Это значило: о саде сегодня не может быть и речи.
Да, это была отвратительная партия; Анчи была просто неуклюжей — толкала шары вслепую, забывала о своей очереди играть, отвечала еле-еле. Один раз промахнулась по шару, который, как говорится, "свесил ножки в лузу", и Прокоп стал показывать, как надо было ударить: целиться в правую щечку, взять кием чуть ниже середины, и готово! При этом — только, чтобы навести кий, — он положил свою руку на ее. Анчи резко обернулась, потемневшими глазами заглянула ему в лицо, швырнула кий на пол и убежала.
Что делать? Прокоп быстро ходил по бильярдной, курил и злился. Вот странная девушка. Но зачем она сама сбивает меня с толку? Ее невинный рот, ясные, такие близкие глаза, личико гладкое, горячее — ты ведь не каменный в конце концов!

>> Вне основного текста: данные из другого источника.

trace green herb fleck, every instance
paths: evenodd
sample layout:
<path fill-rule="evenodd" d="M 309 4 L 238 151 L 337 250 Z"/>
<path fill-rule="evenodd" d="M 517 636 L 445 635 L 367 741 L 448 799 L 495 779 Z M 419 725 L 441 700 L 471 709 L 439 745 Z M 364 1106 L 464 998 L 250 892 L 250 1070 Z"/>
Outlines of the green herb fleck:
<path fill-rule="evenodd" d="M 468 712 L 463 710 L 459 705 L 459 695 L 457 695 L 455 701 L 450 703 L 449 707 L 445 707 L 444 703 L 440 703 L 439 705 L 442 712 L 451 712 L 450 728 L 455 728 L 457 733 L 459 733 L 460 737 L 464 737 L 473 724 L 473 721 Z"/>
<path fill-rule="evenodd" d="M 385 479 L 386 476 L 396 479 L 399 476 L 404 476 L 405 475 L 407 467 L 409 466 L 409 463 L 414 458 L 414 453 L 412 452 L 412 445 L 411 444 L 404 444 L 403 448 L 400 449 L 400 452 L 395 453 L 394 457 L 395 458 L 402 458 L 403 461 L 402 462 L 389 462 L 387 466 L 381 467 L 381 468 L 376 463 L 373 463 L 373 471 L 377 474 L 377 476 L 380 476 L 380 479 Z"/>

Разве такой уж грех — погладить личико, поцеловать, погладить ах, розовые щечки! — и взьерошить волосы, волосы, тонкие, нежные волоски над юной шейкой (ты ведь не каменный!). Поцеловать, погладить, коснуться, облобызать благоговейно и бережно? Глупости! — сердился Прокоп, — я — старый осел; как мне не стыдно — такой ребенок, она об этом и не думает, и не думает… Ладно. Прокоп справился с искушением, хотя удалось это ему далеко не сразу. Можно было увидеть, как он стоит перед зеркалом, в кровь искусав губы, и угрюмо, с горечью перебирает, мерит свои годы.